En signant le décret  n° 100/92 du 07 Novembre 2005 portant création, organisation et fonctionnement de  la commission  chargée d’identifier les prisonniers politiques, Pierre Nkurunziza, Martin Nduwimana et Clotilde Niragira se sont appuyé sur le décret n° 100/023 du 23 mars 2004 portant modalités d’application de l’immunité provisoire prévue par l’accord global de cessez-le-feu du 16 Novembre 2003. Ce décret  a été signé par Domitien Ndayizeye, Alphonse-Marie Kadege et Didace Kiganahe.

Ce décret du 23 mars 2004, dit en son article 1 qu’ : « Il est créé une commission chargée d’identifier les combattants du Cndd/Fdd, leurs collaborateurs ainsi que les membres des Forces de Défense et de Sécurité en détention et devant bénéficier de l’immunité provisoire conformément à l’Accord Global de Cessez-le-feu du16 Novembre 2003 ».

 

La création d’une deuxième commission  le 07 Novembre 2005 est inopportune et illégale puisque une autre identique avait été créé sous Domitien Ndayizeye, le 23 mars 2004 et avait terminé son travail. Elle avait même fait sortir de la prison tous les terroristes génocidaires du Cndd-Fdd  au cours de l’année 2004.

En plus le décret du 23 mars 2004 ne mentionne nulle part que la commission devait identifier les prisonniers politiques. L’identification des prisonniers politiques avait été faite depuis longtemps. Le gouvernement Cndd-Fdd  a donc manipulé ce décret.

 

Violation du décret n° 100/023 du 23 mars 2004 par le gouvernement Cndd-Fdd.

 

Le même décret du 23 mars 2004 mentionne  en son article 5 que : «  Ne sont concernés par ce décret les personnes détenues ou jugées sur base des infractions commises avant le 24 novembre1994 date de la création du Cndd/Fdd ». Sur la liste des prisonniers mis en liberté le 9/1/2006, entre 97 et 100 % sont accusés d’avoir massacré des Tutsi en octobre 1993 et étaient emprisonnés à cause de ce crime (le massacre, la dévastation et pillage).

 

L’article 6 du même décret précise que : « Les combattants et militaires coupables des infractions de génocide et de crimes contre l’humanité sont exclus du bénéfice de l’immunité provisoire ». Parmi les prisonniers mis en liberté le 9/1/2006, entre 97 et 100% ont commis le crime de génocide des Tutsi reconnu  par les deux rapports de l’ONU n° S /1996/682 et n° S/2005/158 et les partis politiques du Burundi,  agréés en 1994.

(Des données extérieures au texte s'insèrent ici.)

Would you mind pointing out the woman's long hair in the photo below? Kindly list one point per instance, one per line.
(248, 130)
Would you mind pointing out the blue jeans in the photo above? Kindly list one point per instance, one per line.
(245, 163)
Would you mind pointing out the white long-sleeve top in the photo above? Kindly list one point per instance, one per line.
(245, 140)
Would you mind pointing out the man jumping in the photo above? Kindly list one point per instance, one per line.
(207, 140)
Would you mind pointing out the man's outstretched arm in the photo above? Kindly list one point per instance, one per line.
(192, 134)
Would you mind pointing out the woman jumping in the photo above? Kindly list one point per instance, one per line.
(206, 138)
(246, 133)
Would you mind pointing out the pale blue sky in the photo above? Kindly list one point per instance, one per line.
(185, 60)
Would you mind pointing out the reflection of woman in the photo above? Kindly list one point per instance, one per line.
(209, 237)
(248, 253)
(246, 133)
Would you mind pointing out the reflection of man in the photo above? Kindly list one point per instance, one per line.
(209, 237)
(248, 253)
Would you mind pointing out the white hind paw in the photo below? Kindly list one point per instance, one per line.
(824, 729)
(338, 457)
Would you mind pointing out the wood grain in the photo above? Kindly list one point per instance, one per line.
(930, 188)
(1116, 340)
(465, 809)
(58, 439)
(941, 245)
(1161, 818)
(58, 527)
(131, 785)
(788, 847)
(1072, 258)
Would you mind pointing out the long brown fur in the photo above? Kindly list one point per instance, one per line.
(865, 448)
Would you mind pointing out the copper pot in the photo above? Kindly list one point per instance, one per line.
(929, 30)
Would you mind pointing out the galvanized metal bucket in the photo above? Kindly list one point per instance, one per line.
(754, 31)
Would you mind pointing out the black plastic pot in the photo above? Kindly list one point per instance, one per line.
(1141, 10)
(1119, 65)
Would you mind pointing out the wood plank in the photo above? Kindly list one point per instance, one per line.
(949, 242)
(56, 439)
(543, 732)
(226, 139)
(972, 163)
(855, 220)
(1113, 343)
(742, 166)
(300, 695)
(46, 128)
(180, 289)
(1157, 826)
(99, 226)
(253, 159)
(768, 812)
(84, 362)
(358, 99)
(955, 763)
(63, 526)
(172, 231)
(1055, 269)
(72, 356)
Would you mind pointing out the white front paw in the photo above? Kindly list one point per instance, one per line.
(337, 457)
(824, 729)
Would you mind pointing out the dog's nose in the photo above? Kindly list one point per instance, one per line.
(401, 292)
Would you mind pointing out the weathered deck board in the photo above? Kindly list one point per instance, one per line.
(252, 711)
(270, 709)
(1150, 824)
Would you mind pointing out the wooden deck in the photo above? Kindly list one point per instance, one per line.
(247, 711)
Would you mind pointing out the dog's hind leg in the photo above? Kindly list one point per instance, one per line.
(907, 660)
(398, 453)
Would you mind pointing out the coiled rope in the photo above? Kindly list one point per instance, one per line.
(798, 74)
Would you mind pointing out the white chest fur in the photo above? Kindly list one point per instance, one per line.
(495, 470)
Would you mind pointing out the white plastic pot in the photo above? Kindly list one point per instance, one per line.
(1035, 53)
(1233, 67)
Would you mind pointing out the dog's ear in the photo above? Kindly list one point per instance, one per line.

La mauvaise application des articles 5 et 6 du décret du 23 mars 2004 constitue la deuxième irrégularité dans la mise en liberté des 673 prisonniers terroristes génocidaires.

 

Dans le décret  n° 100/02 du 03 janvier 2006 portant «  immunité provisoire des prisonniers politiques détenus dans les maisons de détention de la république du Burundi », Pierre Nkurunziza, Dr Martin Nduwimana et Me Clotilde Niragira ont violé le décret n°100/023 du 23 mars 2004  sur lequel ils disent s’appuyer pour décréter que : « Bénéficient d’une immunité provisoire les prisonniers politiques tels que identifiés par la commission créé par décret n°100/92 du 07 novembre 2005 ». Ils n’ont pas respecté les articles 5 et 6 du décret  n° 100/023 du 23 mars 2004.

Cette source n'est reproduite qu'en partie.